What about irony versus sincerity?
WW: Irony’s usually more interesting, but I don’t know, they’re kind of the same thing these days, aren’t they?
DF: Perhaps it’s something dictated by the viewer. Painting as object or as image?
WW: I’m about 70/30 in favor of object.
DF: Yeah, me too. Finished or unfinished?
WW: I think finishing is a momentum killer. I think I just get temporarily satisfied and stop. Your paintings have this uncanny sense of finish without ever being fussy. I think it’s the visible brushstrokes, the work that is all in service to the image, yet never looks “set.” Am I way off-base?

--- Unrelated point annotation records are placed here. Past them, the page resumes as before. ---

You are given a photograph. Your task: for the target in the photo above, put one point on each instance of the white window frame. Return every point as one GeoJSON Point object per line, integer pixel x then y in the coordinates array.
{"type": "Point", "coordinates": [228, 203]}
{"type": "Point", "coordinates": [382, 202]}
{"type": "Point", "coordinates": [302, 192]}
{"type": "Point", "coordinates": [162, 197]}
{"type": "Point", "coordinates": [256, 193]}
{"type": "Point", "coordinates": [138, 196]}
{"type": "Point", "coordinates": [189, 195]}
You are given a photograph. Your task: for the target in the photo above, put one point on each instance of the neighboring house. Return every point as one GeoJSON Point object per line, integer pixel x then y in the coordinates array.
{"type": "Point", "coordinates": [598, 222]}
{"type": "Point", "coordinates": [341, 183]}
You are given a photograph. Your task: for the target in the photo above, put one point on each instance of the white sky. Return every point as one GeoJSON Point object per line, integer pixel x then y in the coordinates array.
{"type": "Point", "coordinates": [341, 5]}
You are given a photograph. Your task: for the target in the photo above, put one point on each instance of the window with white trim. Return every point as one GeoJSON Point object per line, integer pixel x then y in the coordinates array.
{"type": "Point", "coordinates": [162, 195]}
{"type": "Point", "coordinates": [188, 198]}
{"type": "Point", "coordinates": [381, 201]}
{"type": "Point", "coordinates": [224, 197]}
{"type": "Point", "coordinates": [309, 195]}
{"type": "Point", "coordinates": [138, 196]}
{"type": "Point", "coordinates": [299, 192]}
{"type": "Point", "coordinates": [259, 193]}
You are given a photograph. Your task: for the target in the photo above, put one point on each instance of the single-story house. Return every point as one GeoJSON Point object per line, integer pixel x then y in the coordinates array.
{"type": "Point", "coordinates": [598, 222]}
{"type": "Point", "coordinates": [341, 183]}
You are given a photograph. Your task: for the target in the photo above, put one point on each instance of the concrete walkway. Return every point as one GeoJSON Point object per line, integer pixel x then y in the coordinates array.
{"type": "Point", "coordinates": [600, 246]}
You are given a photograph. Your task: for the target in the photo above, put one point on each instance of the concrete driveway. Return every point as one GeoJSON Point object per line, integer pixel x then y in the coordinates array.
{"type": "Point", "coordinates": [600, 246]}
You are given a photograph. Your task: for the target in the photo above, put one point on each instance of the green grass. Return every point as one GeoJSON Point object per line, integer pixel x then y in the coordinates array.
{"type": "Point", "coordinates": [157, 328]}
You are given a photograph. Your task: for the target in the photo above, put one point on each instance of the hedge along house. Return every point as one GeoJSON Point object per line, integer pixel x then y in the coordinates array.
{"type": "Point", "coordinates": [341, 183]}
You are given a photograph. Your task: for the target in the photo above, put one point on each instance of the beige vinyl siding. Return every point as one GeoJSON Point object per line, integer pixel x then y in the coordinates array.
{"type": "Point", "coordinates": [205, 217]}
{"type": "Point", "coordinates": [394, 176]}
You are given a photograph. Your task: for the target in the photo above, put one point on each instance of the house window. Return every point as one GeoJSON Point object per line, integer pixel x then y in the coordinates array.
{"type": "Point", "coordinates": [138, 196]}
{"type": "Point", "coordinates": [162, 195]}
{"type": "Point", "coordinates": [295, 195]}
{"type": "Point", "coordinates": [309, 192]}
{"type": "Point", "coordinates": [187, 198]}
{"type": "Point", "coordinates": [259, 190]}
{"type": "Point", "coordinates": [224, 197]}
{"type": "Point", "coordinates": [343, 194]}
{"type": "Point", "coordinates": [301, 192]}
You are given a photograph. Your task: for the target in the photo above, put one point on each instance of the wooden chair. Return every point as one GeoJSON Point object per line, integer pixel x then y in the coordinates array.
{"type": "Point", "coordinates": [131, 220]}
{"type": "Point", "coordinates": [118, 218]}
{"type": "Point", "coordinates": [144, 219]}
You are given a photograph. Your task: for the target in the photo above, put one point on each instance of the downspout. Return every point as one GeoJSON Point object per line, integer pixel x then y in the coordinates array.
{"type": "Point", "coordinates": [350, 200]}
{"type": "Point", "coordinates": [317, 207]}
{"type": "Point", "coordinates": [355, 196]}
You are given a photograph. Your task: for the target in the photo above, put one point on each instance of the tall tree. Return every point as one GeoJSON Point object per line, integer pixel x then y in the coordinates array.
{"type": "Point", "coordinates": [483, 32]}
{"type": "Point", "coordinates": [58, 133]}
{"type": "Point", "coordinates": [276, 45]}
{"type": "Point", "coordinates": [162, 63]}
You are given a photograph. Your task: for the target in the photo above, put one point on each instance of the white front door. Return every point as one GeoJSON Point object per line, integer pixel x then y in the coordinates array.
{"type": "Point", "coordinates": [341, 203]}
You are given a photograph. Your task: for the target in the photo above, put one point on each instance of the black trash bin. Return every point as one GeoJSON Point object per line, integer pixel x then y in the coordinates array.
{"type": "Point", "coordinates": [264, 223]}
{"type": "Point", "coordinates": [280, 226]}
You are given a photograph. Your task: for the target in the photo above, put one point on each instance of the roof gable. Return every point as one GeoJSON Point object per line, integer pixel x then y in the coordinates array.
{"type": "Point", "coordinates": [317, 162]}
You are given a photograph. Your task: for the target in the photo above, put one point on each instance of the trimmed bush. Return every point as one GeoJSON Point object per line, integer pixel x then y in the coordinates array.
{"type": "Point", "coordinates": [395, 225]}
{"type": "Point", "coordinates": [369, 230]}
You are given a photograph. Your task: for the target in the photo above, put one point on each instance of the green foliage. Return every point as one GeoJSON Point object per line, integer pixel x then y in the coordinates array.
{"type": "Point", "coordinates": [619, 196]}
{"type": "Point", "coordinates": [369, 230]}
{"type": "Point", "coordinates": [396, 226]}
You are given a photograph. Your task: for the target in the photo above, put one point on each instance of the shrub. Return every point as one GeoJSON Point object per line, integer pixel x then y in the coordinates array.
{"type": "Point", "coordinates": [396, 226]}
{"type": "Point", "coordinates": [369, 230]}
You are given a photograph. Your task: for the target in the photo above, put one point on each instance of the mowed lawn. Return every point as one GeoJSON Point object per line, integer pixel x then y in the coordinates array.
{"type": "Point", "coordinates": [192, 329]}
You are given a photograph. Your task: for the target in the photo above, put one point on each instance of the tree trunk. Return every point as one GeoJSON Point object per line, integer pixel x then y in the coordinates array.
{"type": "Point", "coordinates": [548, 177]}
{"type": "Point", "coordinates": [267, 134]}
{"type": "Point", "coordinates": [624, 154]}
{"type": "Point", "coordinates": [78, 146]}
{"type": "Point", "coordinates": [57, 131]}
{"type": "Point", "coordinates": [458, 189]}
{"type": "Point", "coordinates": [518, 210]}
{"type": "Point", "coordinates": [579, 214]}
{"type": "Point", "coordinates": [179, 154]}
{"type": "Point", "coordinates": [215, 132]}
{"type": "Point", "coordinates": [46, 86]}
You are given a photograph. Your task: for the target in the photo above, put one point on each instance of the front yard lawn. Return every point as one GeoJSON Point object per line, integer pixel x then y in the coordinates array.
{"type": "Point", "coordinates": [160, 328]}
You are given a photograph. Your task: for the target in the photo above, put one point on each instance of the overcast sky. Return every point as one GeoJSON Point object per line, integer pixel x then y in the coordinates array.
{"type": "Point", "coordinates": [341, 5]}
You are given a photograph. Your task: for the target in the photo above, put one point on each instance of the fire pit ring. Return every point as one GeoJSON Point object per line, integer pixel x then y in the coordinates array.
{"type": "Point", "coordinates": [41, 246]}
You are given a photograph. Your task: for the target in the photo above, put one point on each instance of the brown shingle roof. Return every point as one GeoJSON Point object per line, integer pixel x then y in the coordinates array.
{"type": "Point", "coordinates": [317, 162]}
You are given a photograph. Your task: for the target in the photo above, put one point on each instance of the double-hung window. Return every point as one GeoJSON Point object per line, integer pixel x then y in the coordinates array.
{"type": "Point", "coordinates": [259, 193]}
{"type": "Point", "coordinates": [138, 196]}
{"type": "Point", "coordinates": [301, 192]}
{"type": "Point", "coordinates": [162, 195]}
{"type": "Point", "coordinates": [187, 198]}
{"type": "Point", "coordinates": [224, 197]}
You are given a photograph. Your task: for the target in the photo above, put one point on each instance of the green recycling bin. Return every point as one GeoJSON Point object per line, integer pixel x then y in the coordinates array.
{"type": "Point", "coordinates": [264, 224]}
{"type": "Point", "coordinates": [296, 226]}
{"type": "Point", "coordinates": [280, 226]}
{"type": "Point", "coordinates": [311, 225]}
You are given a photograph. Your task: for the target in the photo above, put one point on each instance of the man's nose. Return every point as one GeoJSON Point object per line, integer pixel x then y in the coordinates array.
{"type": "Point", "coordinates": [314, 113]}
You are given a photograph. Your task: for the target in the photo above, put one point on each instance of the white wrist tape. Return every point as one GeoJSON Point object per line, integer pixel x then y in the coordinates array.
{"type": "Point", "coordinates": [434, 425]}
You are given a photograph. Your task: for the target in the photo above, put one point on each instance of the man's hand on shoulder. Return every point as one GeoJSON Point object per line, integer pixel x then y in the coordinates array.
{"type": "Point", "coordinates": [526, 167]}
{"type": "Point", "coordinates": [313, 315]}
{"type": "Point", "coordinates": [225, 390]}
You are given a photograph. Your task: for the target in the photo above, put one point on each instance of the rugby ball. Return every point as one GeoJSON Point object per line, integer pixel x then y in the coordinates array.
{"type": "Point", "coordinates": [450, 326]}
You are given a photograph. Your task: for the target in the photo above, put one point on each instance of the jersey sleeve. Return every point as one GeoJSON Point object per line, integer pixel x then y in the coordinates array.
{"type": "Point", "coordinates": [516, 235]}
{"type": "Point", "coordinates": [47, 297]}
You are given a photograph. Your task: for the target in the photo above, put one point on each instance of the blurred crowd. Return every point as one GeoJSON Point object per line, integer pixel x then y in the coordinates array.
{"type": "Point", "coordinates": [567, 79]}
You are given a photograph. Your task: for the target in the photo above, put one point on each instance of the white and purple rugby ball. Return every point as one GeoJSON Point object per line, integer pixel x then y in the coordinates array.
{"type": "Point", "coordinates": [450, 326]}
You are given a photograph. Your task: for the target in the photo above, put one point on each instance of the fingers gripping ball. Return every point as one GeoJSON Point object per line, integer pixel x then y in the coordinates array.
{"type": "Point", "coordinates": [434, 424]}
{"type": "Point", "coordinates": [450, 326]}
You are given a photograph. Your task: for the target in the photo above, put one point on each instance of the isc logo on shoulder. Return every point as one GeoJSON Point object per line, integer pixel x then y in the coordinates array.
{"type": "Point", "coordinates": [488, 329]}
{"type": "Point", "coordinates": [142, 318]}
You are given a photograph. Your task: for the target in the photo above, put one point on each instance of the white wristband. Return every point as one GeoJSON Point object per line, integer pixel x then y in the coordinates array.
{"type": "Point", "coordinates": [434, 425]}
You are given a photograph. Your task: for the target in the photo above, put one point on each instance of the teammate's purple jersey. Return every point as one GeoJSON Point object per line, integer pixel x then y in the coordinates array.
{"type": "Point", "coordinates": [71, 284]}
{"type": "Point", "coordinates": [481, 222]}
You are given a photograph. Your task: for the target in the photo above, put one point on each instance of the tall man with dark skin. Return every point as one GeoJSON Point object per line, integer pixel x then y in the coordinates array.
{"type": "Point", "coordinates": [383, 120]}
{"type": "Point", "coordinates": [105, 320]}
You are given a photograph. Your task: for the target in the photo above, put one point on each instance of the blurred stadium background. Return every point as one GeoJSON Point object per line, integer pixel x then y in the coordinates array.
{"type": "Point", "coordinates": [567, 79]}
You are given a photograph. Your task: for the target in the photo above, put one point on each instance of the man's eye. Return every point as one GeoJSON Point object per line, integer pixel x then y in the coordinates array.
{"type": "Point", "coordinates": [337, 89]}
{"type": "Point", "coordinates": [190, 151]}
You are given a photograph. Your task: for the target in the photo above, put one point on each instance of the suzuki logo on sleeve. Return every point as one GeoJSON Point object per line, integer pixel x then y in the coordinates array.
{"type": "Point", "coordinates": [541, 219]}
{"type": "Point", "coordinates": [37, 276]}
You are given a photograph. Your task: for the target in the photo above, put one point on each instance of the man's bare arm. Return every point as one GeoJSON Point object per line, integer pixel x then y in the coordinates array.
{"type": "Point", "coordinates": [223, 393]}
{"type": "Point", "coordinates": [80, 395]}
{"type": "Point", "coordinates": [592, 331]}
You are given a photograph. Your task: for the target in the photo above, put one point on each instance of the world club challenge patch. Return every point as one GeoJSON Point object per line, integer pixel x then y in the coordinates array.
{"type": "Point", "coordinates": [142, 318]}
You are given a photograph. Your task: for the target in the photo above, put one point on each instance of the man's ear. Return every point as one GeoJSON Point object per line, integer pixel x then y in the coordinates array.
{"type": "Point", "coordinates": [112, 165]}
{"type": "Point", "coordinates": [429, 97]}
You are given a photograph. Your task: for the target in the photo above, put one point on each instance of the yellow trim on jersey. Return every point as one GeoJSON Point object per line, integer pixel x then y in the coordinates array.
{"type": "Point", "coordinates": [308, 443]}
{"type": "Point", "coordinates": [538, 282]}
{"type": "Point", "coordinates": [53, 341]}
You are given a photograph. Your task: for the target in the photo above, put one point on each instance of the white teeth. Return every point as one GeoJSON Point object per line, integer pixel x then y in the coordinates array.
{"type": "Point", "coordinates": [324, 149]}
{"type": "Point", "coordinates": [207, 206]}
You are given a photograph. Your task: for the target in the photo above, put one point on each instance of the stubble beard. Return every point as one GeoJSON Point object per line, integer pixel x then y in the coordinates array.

Does that phrase “in service to the image” freak you out?
DF: “In service to” anything kind of freaks me out. But with painting, yes my decisions are in service to the image/object.
How do you approach the titles of your paintings? Title or no title?
WW: Title. What I want is sort of an “associative riff” on verbiage. What I often end up with is a made up word or phrase that represents both the interior result of my painting process and a kind of exterior sign that takes on its own life. I noticed that you usually title your paintings after the word you’ve painted. Do you ever think of language as a manifestation of power? I like that it seems you’re willing to let the word win.
DF: I’m interested in the tension between the power of the word linguistically and formally, what it can do on its own as a painting. I don’t put too much thought into the titles of my paintings—whatever “word” is painted last becomes the title, whether or not the word is legible.
WATERCOLOR (NUTS) (2010)
Oil on panel, 5 x 6’
Who is part of your painting family tree?
WW: Warhol and Rauschenberg, with Jim Dine’s tool paintings as some kind of embarrassing uncle that nobody wants to talk to at family picnics. Kippenberger and Oehlen are cousins…. and Stockholder and Cady Noland are aunts I lost touch with. Of course there’s Guston. Looking at some of our recent work, you and I have got to at least be cousins, right?
DF: I’d say so!
WW: What about your tree?
DF: Easter Island standing stones are my ancestors. Then there’s Franz Kline, Frederic Remington, Marsden Hartley, and Arthur Dove. My next door neighbors are Georgia O’Keefe, Ellsworth Kelly, and Morris Louis. Al Held, and Frank Stella would be distant cousins. Bernard Piffaretti is that weird life-changing uncle that I’ve just started to get to know.
Chelsea or the Lower East Side?
WW: That sounds like a personality indicator! Both. I love looking at art in a raw space, but I fully admit to being wowed by a white cube installation. What do you prefer for your own paintings?
DF: I’m very interested in paintings as installation—more choices have to be made.
WW: Messy studio or clean studio?
DF: Über messy.
WW: Do you work on one painting at a time or do you have multiple paintings in progress?
DF: Multiple. I definitely paint groups of paintings together.
WW: Wow, I never do that. Maybe that’s why I can’t rework things either.
Reverent or irreverent?
WW: To what?
DF: To myself or the painting. I’m not trying to upend culture in any way. I play pretty close to my instincts.
WW: Any pertinent biographical information?
DF: I ain’t dead yet—Bob Dylan. You?
WW: Um… I have a karaoke machine in my studio.
Dana Franfort received her MFA from Yale University, attended Skowhegan School of Painting and Sculpture, and was a Core Fellow at the Glassell School of Art, Houston, TX. She has had solo shows in New York City, Houston, Los Angeles, and Brussels. In 2006 she was awarded a Guggenheim Foundation Fellowship. Frankfort’s work was in a show at La Montagne Gallery in Boston and a group show, Feminist Painting, at The Jewish Museum in New York City. She is an Assistant Professor of Painting at Boston University.
Wendy White lives and works in New York. Her solo exhibition, Up w/Briquette, was on view at Leo Koenig, Inc. through May 22, 2010. Recent solo exhibitions include Feel Rabid or Not, Galeria Moriarty, Madrid, Spain (2009) and Autokennel, Leo Koenig, Inc., New York, NY (2008). Group exhibitions include Platinum Metre, Aschenbach & Hofland, Amsterdam, The Netherlands and Third Thoughts, CCA Andratx Art Centre, Mallorca, Spain.